I was cynically hopeful the other day when I went to see the film Risen – having been burned by Hollywood so many times when it comes to how the Bible is depicted. (Rock giants in ‘Noah’?) Well fear not, friends. Make Risen part of your Lent-Easter schedule. It’s the best Bible movie since The Passion of the Christ. In fact, where Passion leaves off is essentially where Risen begins.
Risen focuses on a fictional Roman tribune named Clavius (played masterfully by Joseph Fiennes) who is on the scene at Golgotha to supervise the removal of the Jesus’ body from the cross, then a few days later is ordered by Pontius Pilate to investigate why his tomb was found empty. Rumors of resurrection are in the wind, and the Roman and Jewish leaders are quick to scotch them before…say, a new religion that will change the world is born. (Rock giants!?)
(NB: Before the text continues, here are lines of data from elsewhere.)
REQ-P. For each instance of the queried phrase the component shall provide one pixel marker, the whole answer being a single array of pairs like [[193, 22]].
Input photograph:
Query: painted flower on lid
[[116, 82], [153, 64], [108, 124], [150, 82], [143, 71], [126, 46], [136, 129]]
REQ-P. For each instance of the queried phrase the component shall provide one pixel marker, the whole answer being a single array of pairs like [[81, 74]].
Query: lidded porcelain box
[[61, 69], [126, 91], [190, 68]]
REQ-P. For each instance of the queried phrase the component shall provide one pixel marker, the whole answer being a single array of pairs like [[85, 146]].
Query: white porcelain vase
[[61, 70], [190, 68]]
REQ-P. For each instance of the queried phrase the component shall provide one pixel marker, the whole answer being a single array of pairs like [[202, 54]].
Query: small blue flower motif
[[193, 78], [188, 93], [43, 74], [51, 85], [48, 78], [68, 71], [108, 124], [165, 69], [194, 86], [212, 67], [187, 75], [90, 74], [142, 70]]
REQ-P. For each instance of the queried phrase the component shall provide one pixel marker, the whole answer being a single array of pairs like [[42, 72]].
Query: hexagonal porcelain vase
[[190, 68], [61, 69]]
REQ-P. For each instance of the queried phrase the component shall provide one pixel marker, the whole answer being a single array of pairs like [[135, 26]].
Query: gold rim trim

The first part of the story feels like CSI-Jerusalem as Clavius and his men poke around the tomb, search burial pits for Jesus’ body, and question anyone connected with the incident. (The film is not gratuitously violent, but some scenes may be disturbing to some.) Clavius, assuming at first it’s a straight-up case of grave robbery, shifts from annoyed to perplexed to disquieted as each of Jesus’ followers he hauls in for questioning exhibits perfect calmness and joy in the face of his threats.
When Clavius confronts one of the soldiers guarding the tomb – who had been paid off and pardoned to say that the disciples attacked them and stole the body – the soldier breaks down and confesses what he actually witnessed. It’s one of the most powerful scenes of the movie (and reminds you of a still detectable difference between high production films and some Christian lookalikes – real acting.)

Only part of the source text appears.